Sarebbero 11 i miliziani italiani morti finora mentre “partecipavano a operazioni militari in Ucraina contro l’esercito russo”.
A renderlo noto è una comunicazione del Cremlino inviata a palazzo Chigi, e riportata dal Corriere della Sera. Questa nota individua in una sessantina i «mercenari» italiani che si sono arruolati con le milizie ucraine. Una decina sarebbe rientrata in Italia, mentre gli altri stanno ancora combattendo, secondo le fonti russe, assieme a “diverse migliaia di cittadini stranieri”.
Finora risultano ignote le identità degli italiani uccisi in Ucraina, né dove sarebbero stati uccisi. Il Corriere della Sera avanza dubbi sull’attendibilità della notizia, sulla base del fatto che alle autorità italiane non risultano questi foreign fighters nostrani nelle aree di conflitto in Ucraina. Se è vero sarebbe una curiosa “distrazione” delle autorità italiane, smentita però da diversi fatti.
Lo stesso Corriere della Sera scrive che: “Un mese fa — come aveva raccontato Giovanni Bianconi sul Corriere — ai funzionari dell’Antiterrorismo risultava la presenza di 17 italiani in Ucraina: nove schierati con Kiev, otto con le truppe di Mosca. Tutti peraltro penalmente perseguibili, visto che la legge vieta atti ostili verso uno Stato estero”.
Ed ancora, lo stesso Corriere della Sera in un altro articolo del 28 febbraio 2022, raccontava della sessantina italiani arruolatisi nella guerra in Ucraina.
In secondo luogo, la nota russa dà un numero preciso di questi miliziani italiani – 60 – che è lo stesso numero indicato solo due mesi fa dall’Ispi.
Lo stesso e “ben informato” Ispi il 25 febbraio del 2022 scriveva infatti che: “Sulla base delle (frammentarie) informazioni attualmente disponibili, si stima che dall’Italia possano essere partiti circa 50-60 combattenti, presumibilmente con una distribuzione abbastanza equilibrata tra le due parti del conflitto; quasi sempre si è trattato di maschi adulti di nazionalità italiana, con livello socio-economico medio-basso e senza familiari al seguito.

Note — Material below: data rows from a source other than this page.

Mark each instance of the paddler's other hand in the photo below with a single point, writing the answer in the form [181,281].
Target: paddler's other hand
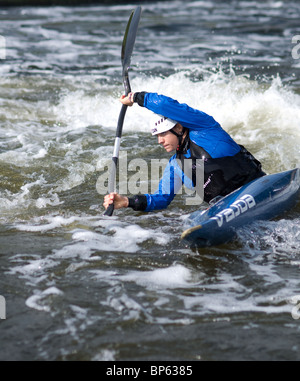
[116,199]
[127,100]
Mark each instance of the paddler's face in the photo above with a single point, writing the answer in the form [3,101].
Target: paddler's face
[168,140]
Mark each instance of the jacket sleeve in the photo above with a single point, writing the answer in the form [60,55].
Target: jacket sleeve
[181,112]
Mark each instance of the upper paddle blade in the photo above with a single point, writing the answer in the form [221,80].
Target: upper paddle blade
[129,37]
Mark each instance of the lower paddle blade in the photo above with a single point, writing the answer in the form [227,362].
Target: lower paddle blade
[109,211]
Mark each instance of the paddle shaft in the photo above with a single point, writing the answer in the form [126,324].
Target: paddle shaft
[127,48]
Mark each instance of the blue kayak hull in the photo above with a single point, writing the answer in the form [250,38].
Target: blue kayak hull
[262,199]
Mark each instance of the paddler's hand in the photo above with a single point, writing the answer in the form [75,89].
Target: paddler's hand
[127,100]
[116,199]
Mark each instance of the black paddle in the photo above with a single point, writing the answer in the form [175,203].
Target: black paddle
[127,48]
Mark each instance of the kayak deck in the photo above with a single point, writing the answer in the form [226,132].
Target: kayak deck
[262,199]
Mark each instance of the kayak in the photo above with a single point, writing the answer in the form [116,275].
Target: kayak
[262,199]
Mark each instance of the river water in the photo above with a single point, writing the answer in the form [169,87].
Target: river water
[81,286]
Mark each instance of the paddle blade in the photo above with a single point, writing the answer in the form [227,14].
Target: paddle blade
[109,211]
[129,37]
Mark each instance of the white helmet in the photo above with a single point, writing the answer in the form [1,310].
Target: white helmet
[161,124]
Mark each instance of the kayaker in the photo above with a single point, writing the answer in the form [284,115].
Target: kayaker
[193,134]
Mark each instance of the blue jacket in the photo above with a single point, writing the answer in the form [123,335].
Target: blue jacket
[203,131]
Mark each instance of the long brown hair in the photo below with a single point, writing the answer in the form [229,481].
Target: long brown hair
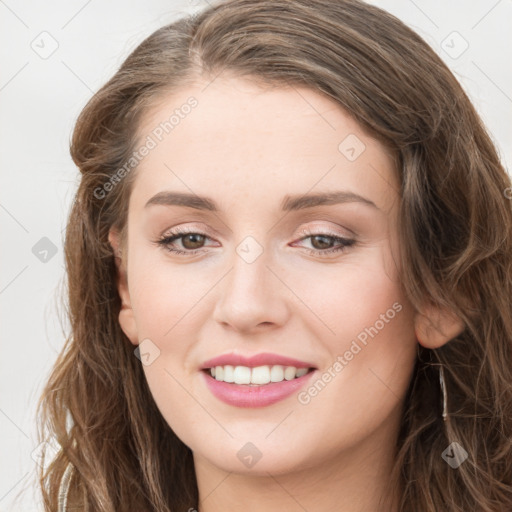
[455,227]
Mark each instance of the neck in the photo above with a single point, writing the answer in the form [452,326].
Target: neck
[353,480]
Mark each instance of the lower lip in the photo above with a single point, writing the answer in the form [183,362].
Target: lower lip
[243,395]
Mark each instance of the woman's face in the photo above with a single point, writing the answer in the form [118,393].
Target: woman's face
[294,213]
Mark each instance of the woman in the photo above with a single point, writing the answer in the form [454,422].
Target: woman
[289,264]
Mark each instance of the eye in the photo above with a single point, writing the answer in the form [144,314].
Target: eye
[322,240]
[191,240]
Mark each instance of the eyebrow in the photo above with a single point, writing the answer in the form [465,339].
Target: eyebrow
[289,203]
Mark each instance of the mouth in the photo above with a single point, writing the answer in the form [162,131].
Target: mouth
[256,386]
[256,376]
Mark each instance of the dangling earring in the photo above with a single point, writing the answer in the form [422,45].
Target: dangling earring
[64,488]
[441,384]
[443,391]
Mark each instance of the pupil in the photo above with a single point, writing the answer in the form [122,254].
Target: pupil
[192,236]
[322,246]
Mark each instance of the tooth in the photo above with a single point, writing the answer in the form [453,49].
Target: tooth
[276,373]
[242,375]
[289,372]
[260,375]
[229,375]
[301,372]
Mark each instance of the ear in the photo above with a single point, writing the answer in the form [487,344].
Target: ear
[435,326]
[126,316]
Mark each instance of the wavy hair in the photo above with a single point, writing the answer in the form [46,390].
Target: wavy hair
[455,228]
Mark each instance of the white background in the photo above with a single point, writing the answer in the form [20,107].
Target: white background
[40,99]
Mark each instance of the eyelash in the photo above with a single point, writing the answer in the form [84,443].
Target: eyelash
[178,233]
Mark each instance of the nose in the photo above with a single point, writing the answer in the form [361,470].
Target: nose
[252,296]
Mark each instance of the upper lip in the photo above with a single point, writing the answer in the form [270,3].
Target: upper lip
[262,359]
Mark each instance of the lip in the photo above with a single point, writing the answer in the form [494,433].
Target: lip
[244,395]
[263,359]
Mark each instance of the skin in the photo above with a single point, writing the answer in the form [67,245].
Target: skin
[246,148]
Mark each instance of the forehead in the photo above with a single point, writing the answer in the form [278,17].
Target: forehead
[241,137]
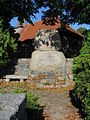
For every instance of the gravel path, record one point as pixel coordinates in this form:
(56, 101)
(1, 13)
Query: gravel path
(58, 106)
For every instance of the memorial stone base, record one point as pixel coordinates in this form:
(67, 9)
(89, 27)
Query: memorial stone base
(47, 66)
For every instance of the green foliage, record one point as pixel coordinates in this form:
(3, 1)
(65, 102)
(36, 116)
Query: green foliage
(81, 70)
(69, 11)
(19, 8)
(82, 30)
(32, 101)
(7, 46)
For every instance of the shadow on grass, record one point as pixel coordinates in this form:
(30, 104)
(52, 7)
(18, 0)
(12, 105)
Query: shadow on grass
(77, 103)
(36, 114)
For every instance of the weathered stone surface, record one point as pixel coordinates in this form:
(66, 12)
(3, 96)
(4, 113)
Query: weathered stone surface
(12, 107)
(47, 38)
(50, 63)
(22, 67)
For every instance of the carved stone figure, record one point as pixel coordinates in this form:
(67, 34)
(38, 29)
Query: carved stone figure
(47, 39)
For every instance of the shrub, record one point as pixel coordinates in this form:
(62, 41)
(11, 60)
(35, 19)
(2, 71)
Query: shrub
(81, 71)
(32, 101)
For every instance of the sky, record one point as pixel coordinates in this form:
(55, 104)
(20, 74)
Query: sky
(75, 26)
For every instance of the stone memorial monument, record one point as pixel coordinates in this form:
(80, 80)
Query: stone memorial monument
(46, 59)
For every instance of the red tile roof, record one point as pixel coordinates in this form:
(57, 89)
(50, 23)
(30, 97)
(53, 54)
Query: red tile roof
(29, 31)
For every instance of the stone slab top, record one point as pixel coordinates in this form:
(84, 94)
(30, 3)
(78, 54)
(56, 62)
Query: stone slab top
(16, 77)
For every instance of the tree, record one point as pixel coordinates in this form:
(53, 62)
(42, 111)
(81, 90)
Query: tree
(69, 11)
(82, 30)
(7, 46)
(19, 8)
(81, 70)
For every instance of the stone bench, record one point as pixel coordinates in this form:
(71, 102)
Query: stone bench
(14, 77)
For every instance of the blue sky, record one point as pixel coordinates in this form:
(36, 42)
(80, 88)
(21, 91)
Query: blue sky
(13, 22)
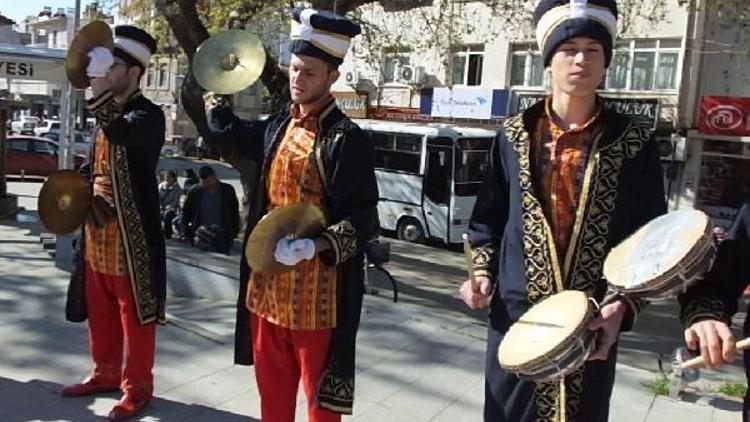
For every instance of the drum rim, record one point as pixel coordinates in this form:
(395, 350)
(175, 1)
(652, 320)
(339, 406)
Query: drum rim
(692, 269)
(706, 236)
(556, 350)
(571, 363)
(703, 246)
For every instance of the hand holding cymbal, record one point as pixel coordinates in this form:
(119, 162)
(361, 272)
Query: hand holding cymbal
(298, 221)
(64, 201)
(229, 61)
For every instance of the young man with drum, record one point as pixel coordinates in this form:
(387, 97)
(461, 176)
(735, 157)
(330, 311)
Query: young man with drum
(707, 307)
(301, 325)
(567, 180)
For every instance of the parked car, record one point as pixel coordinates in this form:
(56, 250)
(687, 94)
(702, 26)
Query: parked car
(34, 156)
(81, 142)
(46, 126)
(24, 125)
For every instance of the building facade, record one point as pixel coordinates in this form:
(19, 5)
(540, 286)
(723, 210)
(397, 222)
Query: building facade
(662, 72)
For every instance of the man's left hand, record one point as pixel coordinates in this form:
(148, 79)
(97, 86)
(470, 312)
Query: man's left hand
(608, 323)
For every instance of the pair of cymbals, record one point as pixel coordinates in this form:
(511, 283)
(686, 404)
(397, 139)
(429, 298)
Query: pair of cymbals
(229, 61)
(64, 201)
(296, 220)
(95, 34)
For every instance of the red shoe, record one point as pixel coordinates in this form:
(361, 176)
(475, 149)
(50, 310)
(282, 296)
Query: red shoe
(89, 387)
(127, 407)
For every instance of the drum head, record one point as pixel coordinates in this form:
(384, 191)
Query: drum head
(545, 328)
(655, 249)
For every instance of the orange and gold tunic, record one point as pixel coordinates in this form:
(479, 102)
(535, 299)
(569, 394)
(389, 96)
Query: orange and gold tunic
(104, 246)
(305, 298)
(560, 158)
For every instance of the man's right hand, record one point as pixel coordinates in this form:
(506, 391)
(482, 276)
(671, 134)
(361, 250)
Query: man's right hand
(715, 341)
(477, 294)
(212, 99)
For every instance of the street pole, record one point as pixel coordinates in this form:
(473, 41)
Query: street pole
(64, 243)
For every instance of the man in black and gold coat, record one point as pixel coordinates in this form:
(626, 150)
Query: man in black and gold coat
(120, 279)
(300, 327)
(567, 180)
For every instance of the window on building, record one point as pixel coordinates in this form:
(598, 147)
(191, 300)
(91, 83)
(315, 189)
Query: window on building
(644, 65)
(468, 62)
(163, 75)
(527, 68)
(391, 62)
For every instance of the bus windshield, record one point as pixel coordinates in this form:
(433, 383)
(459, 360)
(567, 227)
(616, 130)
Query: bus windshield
(471, 158)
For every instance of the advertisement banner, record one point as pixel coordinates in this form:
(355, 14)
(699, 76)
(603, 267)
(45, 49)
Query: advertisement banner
(722, 115)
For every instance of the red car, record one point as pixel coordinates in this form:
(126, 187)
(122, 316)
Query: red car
(33, 156)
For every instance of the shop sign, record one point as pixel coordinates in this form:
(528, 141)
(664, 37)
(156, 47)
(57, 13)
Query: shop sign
(722, 115)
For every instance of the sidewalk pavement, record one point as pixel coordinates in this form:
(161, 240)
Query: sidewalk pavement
(414, 362)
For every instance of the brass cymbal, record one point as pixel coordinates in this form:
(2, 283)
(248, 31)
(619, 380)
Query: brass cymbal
(64, 201)
(95, 34)
(298, 220)
(229, 61)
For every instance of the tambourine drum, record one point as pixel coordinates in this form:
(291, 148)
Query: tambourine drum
(663, 257)
(551, 339)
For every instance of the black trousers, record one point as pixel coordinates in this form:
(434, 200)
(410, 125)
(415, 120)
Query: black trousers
(510, 399)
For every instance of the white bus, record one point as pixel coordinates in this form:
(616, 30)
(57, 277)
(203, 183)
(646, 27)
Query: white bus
(428, 177)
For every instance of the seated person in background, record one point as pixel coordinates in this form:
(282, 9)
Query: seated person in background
(210, 214)
(169, 202)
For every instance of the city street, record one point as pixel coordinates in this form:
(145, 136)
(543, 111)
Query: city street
(419, 359)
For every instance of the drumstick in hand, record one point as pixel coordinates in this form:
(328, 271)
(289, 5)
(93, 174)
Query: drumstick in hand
(469, 262)
(699, 362)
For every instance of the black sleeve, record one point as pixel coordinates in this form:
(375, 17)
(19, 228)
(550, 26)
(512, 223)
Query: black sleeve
(188, 212)
(226, 127)
(138, 126)
(352, 197)
(490, 214)
(234, 211)
(716, 295)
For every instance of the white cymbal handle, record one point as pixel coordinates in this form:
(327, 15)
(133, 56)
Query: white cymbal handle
(698, 362)
(469, 261)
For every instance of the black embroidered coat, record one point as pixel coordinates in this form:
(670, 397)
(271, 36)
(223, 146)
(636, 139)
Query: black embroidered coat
(136, 134)
(513, 245)
(343, 154)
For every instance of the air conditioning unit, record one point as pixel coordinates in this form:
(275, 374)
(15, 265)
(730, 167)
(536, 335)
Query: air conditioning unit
(351, 77)
(411, 75)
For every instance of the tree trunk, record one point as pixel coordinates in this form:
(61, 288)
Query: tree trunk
(190, 32)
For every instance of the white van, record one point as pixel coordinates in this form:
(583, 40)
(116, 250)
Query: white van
(428, 176)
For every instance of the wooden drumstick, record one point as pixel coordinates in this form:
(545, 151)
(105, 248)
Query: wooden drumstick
(469, 262)
(699, 362)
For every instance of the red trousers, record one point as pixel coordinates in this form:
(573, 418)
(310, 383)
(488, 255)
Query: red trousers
(283, 357)
(114, 330)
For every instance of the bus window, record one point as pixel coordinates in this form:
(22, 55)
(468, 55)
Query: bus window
(437, 182)
(397, 152)
(470, 164)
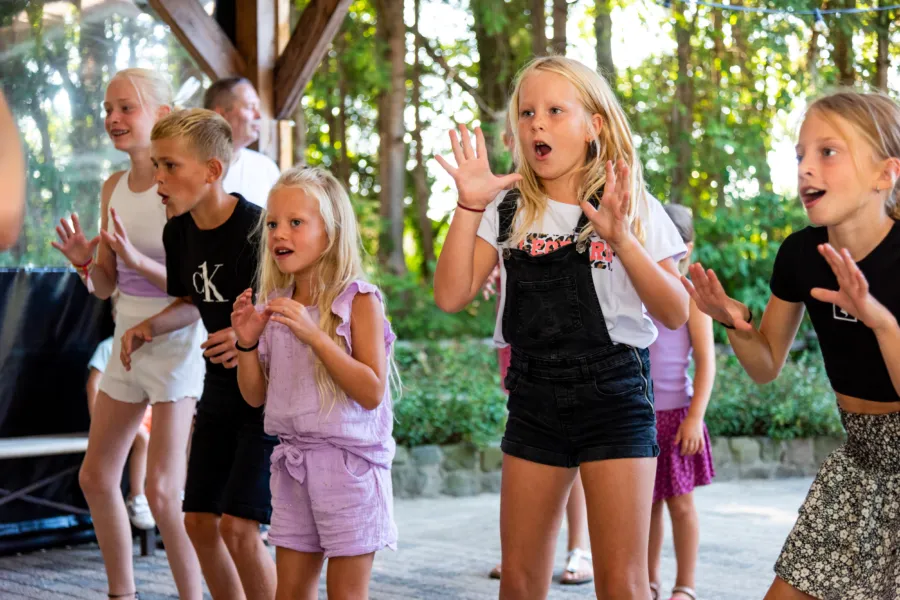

Tra i combattenti di estrema destra che hanno parteggiato per l’Ucraina, il profilo più importante è probabilmente quello di F.S.F., storico militante del neofascismo italiano, che si è prodigato a favore della causa nazionalistica di Kiev dai tempi di “Euromaidan”, tanto sul territorio ucraino quanto all’estero. Da un lato, F.S.F. è entrato nel famigerato Reggimento Azov, una formazione paramilitare (poi incorporata ufficialmente nella Guardia Nazionale ucraina, nel settembre 2014) con ben note radici neonaziste”.
A ottobre 2021 c’è stata una inchiesta della Procura di Napoli che ha portato a perquisizioni tra Napoli, Avellino e Caserta contro la rete neofascista “L’Ordine di Hagal”. Secondo i magistrati la base operativa dell’associazione neonazista era in provincia di Napoli.
Dalle indagini emerge che venivano svolte anche attività paramilitari e addestramento all’uso delle armi. Simulazioni di corpo a corpo e assalti avvenivano nei campi del Napoletano e del Casertano con ex militari e combattenti ucraini. In molti casi si trattava di armi soft air modificate per sparare proiettili veri.
Una cosa è certa, per sapere come stanno le cose non date mai retta a Open. In secondo luogo non sarebbe la prima volta che neofascisti italiani partecipano a conflitti “ideologici” su teatri di guerra.
Ancora prima dell’Ucraina c’è stato il caso della Croazia durante la lunga guerra civile in Jugoslavia e prima ancora in Libano. Questi ultimi hanno sviluppato un rapporto molto speciali con i servizi segreti britannici, oggi i più attivi sul teatro di guerra in Ucraina.
Una rete di “uomini neri” estesa, pericolosa e con molte complicità. Basta cercare e viene fuori tutto.